Humanismus

Eine humanistische Ausrichtung ist gekennzeichnet von Anerkennung und Respekt der Würde jedes einzelnen Menschen. Dazu gehört Toleranz gegenüber der Einzigartigkeit des anderen und seiner Meinung bei gleichzeitiger Wahrung der eigenen Einzigartigkeit und Meinung.
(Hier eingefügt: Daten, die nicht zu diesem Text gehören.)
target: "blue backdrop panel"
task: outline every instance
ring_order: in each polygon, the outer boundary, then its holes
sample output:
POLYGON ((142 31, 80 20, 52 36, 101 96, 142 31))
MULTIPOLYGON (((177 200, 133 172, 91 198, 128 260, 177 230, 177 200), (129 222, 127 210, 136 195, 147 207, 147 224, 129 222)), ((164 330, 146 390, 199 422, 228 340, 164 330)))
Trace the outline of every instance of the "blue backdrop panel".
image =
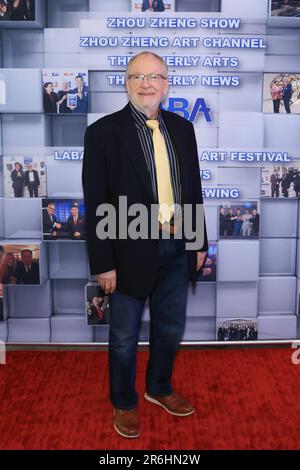
POLYGON ((298 148, 300 132, 299 116, 290 114, 264 115, 264 146, 293 149, 298 148), (288 130, 288 132, 287 132, 288 130))
POLYGON ((54 279, 54 315, 85 315, 84 286, 87 279, 54 279))
POLYGON ((85 243, 51 242, 49 250, 50 279, 83 279, 88 277, 85 243))
POLYGON ((52 314, 52 292, 50 282, 40 286, 7 286, 9 316, 12 318, 41 318, 52 314))
POLYGON ((258 294, 259 315, 292 315, 295 313, 295 277, 261 277, 258 294))
POLYGON ((3 114, 3 154, 18 155, 25 147, 49 146, 50 119, 43 114, 3 114))
POLYGON ((294 315, 258 317, 259 340, 289 339, 295 338, 296 334, 297 319, 294 315))
POLYGON ((257 281, 258 240, 221 240, 218 250, 218 281, 257 281))
POLYGON ((212 341, 215 339, 215 318, 192 317, 185 326, 183 341, 212 341))
POLYGON ((39 198, 5 198, 5 237, 40 238, 42 234, 39 198))
POLYGON ((263 115, 247 111, 221 111, 220 147, 262 147, 264 140, 263 115))
POLYGON ((298 201, 274 199, 261 201, 260 235, 264 238, 297 236, 298 201))
POLYGON ((6 83, 6 103, 1 104, 1 113, 41 113, 43 111, 39 69, 2 69, 2 80, 6 83))
POLYGON ((216 289, 215 282, 192 284, 188 291, 187 317, 215 317, 216 289))
POLYGON ((8 341, 10 342, 49 342, 49 318, 9 318, 8 341))
POLYGON ((94 330, 82 316, 55 316, 50 319, 51 341, 64 343, 86 343, 94 339, 94 330))
POLYGON ((257 282, 222 282, 217 290, 217 317, 256 317, 257 302, 257 282))
POLYGON ((260 240, 260 274, 295 276, 296 239, 262 238, 260 240))
POLYGON ((7 341, 8 328, 7 321, 0 322, 0 341, 7 341))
Damit ist die gesunde Grenze der Toleranz dort gelegt, wo das Zugeständnis der Freiheit, Individualität und Meinung zur physischen oder/und psychischen/emotionalen Gewalteinwirkung auf andere Menschen führen würde.

Dem Menschen wohnt ein angeborenes Streben nach Selbsterfüllung inne, das sein einzigartiges Potential ins Leben bringen möchte.

Jeder Mensch soll die ihm grundsätzlich gegebene Freiheit ergreifen können und so Entscheidungen in Abstimmung mit seinem eigenen Gewissen treffen können, was den Einbezug der Welt inkludiert. Die dabei leitenden Werte sind Güte, Mitgefühl und Freundlichkeit.
Jeder einzelne Mensch wird in seinem Sein und mit seinen Interessen, Werten, Strebungen und Bedürfnissen wichtig genommen. Dabei wird nicht auf kritisches Denken und Hinterfragen politischer wie religiöser Autoritäten verzichtet. Der Humanismus ist kein konfliktscheues Kuschelkonstrukt, sondern setzt in seinem andauernden Ringen um die Erhaltung der Würde und Freiheit und dem ständigen Aktualisieren seiner Selbst auf konstruktiven Umgang und wohlwollende Zuwendung. Dazu gehört bei entsprechendem Anlaß ebenso die Fähigkeit des Sich-Abgrenzens, Distanzierens und das Konflikte-Austragen.

In einer von humanistischer Haltung geleiteten Begegnung ist der Blick auf das gerichtet, was die Person kann und weniger auf das was sie nicht kann. Der Mensch ist nun mal weit mehr als seine Störung, seine Fehlerhaftigkeit, er ist zuerst das, was er kann und schafft, und erst im weiteren auch das, was ihn behindert.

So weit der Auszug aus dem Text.